Ben: You can’t argue for a digital revolution in music based on your sheer ineptitude of not being album to keep an album on a shelf!
Elliot: Well, now I feel silly. But the advantages of an MP3 collection are obvious in comparison to a CD-based one - instant downloads from the comfort of your own home, for a start.
Elliot: It’s not just about convenience, it’s about distribution and price. If bands don’t have to produce CDs to sell their music, it frees them from record companies and record shops eating into the money they deserve. It also means albums can be given away incredibly cheaply - Arcade Fire sell The Suburbs on their website for £5, far cheaper than any record shop; Metric sold Fantasies for £1 in a special offer. Digital downloads have brought about the digital music revolution, rather than the existence of MP3s themselves.
Ben: That’s a valid point about distribution affecting the earnings of a band. But in terms of the price you’ll pay for an album, saying that it’s often cheaper to buy it as a download isn’t strictly true. Take, for example Bruce Springsteen’s Darkness on the Edge of Town, an incredible, classic album (which you should all buy right now if you don’t already have it) - currently the CD is available for £2.99 on Amazon, delivered straight to your front door (or next door if you’re not in). The MP3 copy sells for £2.99 as well - but if you can wait a few days for delivery and own a physical copy for no extra expense, then why not? Also, deals such as HMV’s surprisingly diverse ‘2 for £10’ mean that a whole host of contemporary and classic albums can be bought on CD at a reasonable price.
Elliot: I would argue that’s a bit of an exception, being such an old album.
Ben: I suppose it does depend on what music you’re buying. On the whole though, I would rather pay a few quid more for the extra parts of the experience that you get from owning and listening to the physical copy of an album.
Elliot: The sheer amount of music piracy would suggest most people disagree with you - and because of this, I reckon prices will be pushed even lower. Rob Dickins, former head of Warner Music UK, has suggested that albums should be sold for £1. This sounds fantastic - you can listen to, and own, pretty much anything you want for such a small price. And though profit margins per album will decrease, the resulting increase in purchases will surely increase overall profits.
Ben: It would be interesting to see how that plays out.
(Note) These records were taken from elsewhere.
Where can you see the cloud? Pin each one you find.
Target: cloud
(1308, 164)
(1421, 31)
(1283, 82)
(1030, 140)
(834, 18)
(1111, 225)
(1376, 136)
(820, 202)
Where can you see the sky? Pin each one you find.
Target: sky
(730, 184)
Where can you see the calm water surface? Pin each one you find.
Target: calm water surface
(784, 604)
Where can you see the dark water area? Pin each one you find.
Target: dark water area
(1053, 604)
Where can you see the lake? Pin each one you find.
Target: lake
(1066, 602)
For many music fans, myself included, I think it’s fair to say that I’m willing to pay much more than £1 for an album I like, but it would be pretty intriguing to see if the popularity of albums could be re-stoked.
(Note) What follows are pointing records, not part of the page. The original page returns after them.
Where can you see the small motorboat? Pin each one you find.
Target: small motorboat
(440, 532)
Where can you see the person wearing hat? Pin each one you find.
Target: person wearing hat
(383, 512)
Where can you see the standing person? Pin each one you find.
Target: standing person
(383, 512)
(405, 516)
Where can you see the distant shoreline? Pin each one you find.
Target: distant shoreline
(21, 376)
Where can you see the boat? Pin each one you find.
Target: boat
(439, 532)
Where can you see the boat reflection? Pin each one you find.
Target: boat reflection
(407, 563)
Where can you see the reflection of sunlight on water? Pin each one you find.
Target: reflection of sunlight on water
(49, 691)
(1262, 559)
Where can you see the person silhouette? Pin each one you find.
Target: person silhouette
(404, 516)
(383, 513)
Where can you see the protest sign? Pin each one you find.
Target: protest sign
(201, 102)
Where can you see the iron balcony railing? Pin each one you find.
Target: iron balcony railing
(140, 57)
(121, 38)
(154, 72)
Elliot: Yeah - after all, this entire argument is void when it comes to singles (which are the way most people consume their music) since you can’t even buy those on CD anymore! There’s no way I’d buy a Duck Sauce album, but I have to admit to possessing a copy of that infectious ‘Barbara Streisand’...
On that revelation (Elliot, you really bought ‘Barbara Streisand’?!), it’s time to open up the debate - we could go on like this for a long time, but that would probably be very dull. So, do you prefer physical albums or digital downloads? Are you an album listener, or wired in to the latest singles chart? Feel free to throw your opinion down in the comments section, and we can carry on the debate there...
p.s. - Buy that Springsteen album. On CD, of course.